Even the biggest tech companies have been hit with massive security breaches. A data breach against Facebook saw hackers steal the private phone numbers and emails of over 500 million users.
We live in an age where the very fabric of our civilization relies on technology and our ability to interact and share ideas. This means that it is more important than ever for individuals and companies to ensure that their information is safe and private.
Without having the right safeguards in place, centralized systems become way too dangerous. According to a study from the National Association of Information Destruction, 40 percent of all resold devices still contain the personally identifiable information of the previous owners. These include passwords, usernames, email addresses, and even credit card and transactional information.
Right now, customers don’t even seem to know enough of the risks that they face when they input data. Research from the Pew Research Center showed that 81 percent of participants claimed that the risks posed by data collection on the internet are much more than the benefits. Still, users will need to provide sensitive information if they want to log onto the internet and the centralized systems that we all rely on.
The Solution of Decentralization
As we all increasingly rely on the internet for communication, socialization, and transactions, it is important to put stronger checks to ensure the protection of data. This is why many recommend the switch to decentralization.
Blockchain technology helps to facilitate the end-to-end movement of information. This model enables the secure sharing of private information, while also keeping users in control of their data. As opposed to their centralized counterparts, decentralized systems ensure that all data remains secure and unchangeable. Also, data will only be shared after consent from the owners has been given.

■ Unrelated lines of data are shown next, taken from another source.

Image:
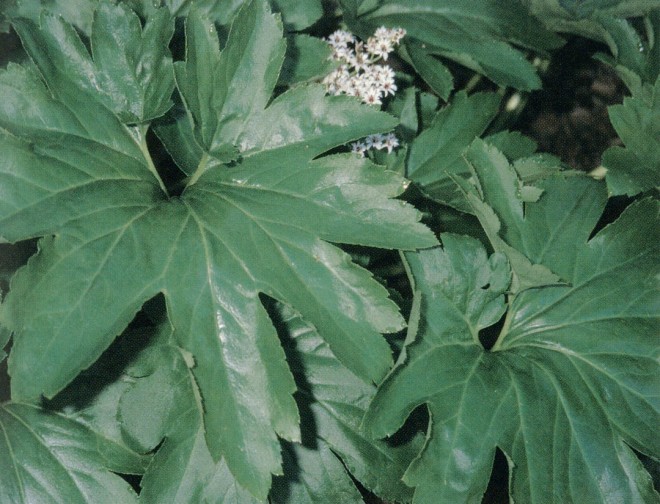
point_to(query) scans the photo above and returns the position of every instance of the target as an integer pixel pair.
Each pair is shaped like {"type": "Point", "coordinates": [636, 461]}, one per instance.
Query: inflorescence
{"type": "Point", "coordinates": [360, 75]}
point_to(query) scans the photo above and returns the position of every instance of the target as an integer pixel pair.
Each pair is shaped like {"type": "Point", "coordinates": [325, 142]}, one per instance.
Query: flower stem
{"type": "Point", "coordinates": [142, 142]}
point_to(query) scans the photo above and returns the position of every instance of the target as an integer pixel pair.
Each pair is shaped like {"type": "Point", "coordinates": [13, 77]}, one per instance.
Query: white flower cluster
{"type": "Point", "coordinates": [359, 75]}
{"type": "Point", "coordinates": [378, 142]}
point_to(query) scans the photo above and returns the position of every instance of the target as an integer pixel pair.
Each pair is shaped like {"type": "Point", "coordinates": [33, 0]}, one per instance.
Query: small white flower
{"type": "Point", "coordinates": [371, 96]}
{"type": "Point", "coordinates": [358, 148]}
{"type": "Point", "coordinates": [390, 142]}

Going forward, it will be important for all data-holding systems to invest in decentralization. However, users will also need to take responsibility for protecting their own data. By investing in digital identity solutions, users can maintain control of their data sharing metrics – including how it is shared, when it is shared, and who can even have access to it. This allows you to limit the chances of hacks and security breaches.
Decentralization has already proven to be effective in the fight against hacks. The concept underpins cryptocurrencies, which are seen by many as the best ways to transfer money anonymously. Even while crypto transactions can now be tracked thanks to exchanges implementing know-your-customer (KYC) measures, they are still more secure than traditional cash.
As the world evolves, we’re sure to see the advent of Web3. And for now, no concept that underpins this new evolution of the internet is as strong as blockchain when it comes to anonymity enhancement. Until we can find a viable replacement, blockchain and decentralization will be key to maintaining data safety.